Student Motivation and Self-Efficacy
Di Negara barat, khususnya US, pelaksanaan pendidikan didasarkan pada asumsi bahwa murid bisa di-motivasi untuk belajar. Pendidik menekankan pentingnya motivasi intrinsik yaitu kemauan siswa untuk belajar demi kepentingan sendiri.
Di budaya barat, siswa yang tinggi dalam self-efficacy yang meyakini kalau mereka mampu mengatasi tugas dan mengatur pembelajaran mereka sendiri, lebih baik di sekolah. Dalam budaya lain, pendidikan tidak didasarkan pada motivasi pribadi tetapi faktor seperti kewajiban (di India), tunduk pada kekuasaan (di negara-negara Islam), dan bentuk partisipasi dalam keluarga dan komunitas (di sub-sahara Afrika). Di negara Asia bagian timur, siswa diharapkan untuk belajar, bukan karena pentingnya belajar, tetapi untuk memenuhi harapan  keluarga dan masyarakat.
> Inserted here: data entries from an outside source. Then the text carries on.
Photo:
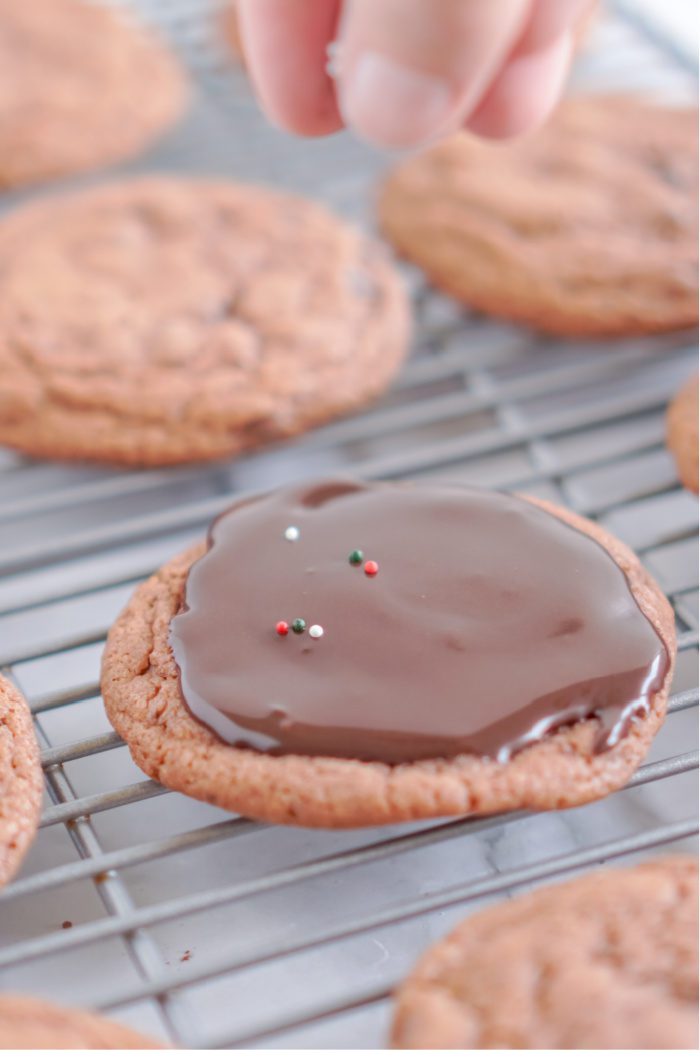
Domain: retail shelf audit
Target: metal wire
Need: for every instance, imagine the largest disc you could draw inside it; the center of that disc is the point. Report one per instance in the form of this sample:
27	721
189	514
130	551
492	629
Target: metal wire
485	402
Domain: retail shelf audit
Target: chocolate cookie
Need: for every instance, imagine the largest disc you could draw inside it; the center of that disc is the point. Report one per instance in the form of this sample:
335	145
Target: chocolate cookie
608	961
81	87
586	228
682	433
21	782
30	1024
166	319
341	654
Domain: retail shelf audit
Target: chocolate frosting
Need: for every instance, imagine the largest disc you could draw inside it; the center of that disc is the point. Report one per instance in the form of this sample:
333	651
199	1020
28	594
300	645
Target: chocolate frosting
488	624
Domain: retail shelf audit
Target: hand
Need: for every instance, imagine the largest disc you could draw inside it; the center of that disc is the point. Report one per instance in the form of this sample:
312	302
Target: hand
407	71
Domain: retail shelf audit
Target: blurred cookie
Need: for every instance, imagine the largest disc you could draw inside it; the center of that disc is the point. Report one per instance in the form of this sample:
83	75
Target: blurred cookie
32	1024
585	228
21	781
165	319
342	654
682	433
609	961
231	28
81	87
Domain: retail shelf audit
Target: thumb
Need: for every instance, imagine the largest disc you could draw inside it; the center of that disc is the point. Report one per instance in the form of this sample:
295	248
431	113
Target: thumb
410	69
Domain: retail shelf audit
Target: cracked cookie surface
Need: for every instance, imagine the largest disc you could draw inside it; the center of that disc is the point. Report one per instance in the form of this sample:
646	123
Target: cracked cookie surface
21	782
71	88
143	700
586	228
164	319
608	961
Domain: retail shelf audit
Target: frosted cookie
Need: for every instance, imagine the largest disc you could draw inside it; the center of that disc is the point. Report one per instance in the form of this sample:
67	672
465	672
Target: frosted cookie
341	654
81	87
682	433
32	1024
163	320
585	228
608	961
21	781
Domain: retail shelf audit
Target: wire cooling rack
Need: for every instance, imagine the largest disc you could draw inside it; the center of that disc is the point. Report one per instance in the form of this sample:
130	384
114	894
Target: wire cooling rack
215	931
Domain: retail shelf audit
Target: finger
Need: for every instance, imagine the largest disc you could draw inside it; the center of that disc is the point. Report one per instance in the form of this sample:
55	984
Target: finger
411	69
525	93
285	53
530	83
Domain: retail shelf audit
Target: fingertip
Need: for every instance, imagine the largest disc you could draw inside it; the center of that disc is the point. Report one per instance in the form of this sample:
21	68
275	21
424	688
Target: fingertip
525	92
285	54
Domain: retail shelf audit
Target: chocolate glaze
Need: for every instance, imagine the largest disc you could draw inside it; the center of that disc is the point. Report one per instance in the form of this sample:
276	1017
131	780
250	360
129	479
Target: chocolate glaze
489	624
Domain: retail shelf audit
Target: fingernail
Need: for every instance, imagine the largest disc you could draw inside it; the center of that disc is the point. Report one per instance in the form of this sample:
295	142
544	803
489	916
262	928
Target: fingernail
391	105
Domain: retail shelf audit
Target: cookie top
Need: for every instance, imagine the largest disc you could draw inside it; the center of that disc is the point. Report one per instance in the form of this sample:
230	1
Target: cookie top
586	228
319	752
340	652
682	433
32	1024
71	84
21	781
609	960
164	319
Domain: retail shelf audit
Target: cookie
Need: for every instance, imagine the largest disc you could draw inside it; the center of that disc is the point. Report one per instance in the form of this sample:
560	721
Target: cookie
682	433
21	781
608	961
163	320
586	228
72	79
341	654
30	1024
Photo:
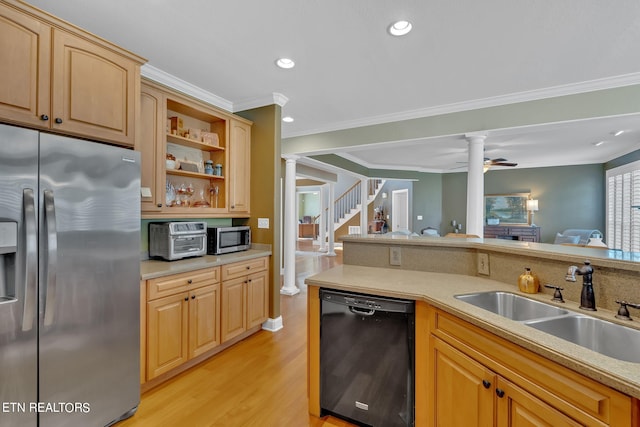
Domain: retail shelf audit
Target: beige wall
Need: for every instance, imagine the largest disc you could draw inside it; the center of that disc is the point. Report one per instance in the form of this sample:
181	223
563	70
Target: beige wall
265	184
Pendidikan memerlukan usaha yang serius, dan siswa yang gagal atau tertinggal di belakang wajib mengulang kembali.
Di negara-negara berkembang, kurangnya motivasi dalam hal sosial dan ekonomi menghalangi pendidikan: ketidakmampuan atau tidak tersedianya sekolah dan sumber pendidikan, keharusan anak bekerja dan membantu keluarga, menghalangi pendidikan bagi anak perempuan atau kelompok budaya, dan pernikahan dini.
Siswa yang memiliki self-efficacy yang tinggi, yang percaya bahwa mereka dapat menguasai tugas-tugas dan meregulasi cara belajar mereka sendiri, lebih mungkin mencapai prestasi yang baik di sekolah. Motivasi siswa dipengaruhi oleh tuntutan orangtua mereka kepada mereka, tetapi kepercayaan diri dari siswa tersebut tentang kemampuan mereka lebih berpengaruh lagi.
Importance of SES and Related Family Characteristics
Menurut penelitian terhadap 15 tahun kecakapan matematik dalam 20 negara berpenghasilan tinggi, status sosial-ekonomi yang tinggi merupakan prediktor penting dalam kesuksesan  akademik. Batasan yang mirip muncul antara siswa yang orangtuanya mempunyai pendapatan yang tinggi dengan mereka yang berpendapatan menengah ke bawah.
Gender
Dalam tes internasional dari remaja di 43 negara industri, anak perempuan di seluruh negara lebih baik dalam membaca dibanding anak laki-laki. Anak laki-laki lebih baik dalam matematika, tetapi perbedaan ini kurang dinyatakan dalam membaca. Anak perempuan lebih cenderung baik dalam penilaian membaca dan menulis dibanding anak laki-laki.
Secara keseluruhan, faktanya, pada awal masa remaja, anak perempuan lebih baik dalam bidang verbal yang melibatkan kegunaan tulisan dan bahasa; anak laki-laki lebih baik dalam aktifitas yang melibatkan penglihatan dan fungsi spasial yang membantu dalam hal matematika dan pengetahuan alam.
Anak laki-laki lebih mungkin dibandingkan anak perempuan dalam mengalami penurunan prestasi (underachiever), ditugaskan untuk pendidikan khusus atau perbaikan, diusir atau dikeluarkan dari sekolah atau mengambil kursus yang bergengsi, masuk dalam perguruan tinggi yang terbaik, dan untuk menyanggupi tantangan karir.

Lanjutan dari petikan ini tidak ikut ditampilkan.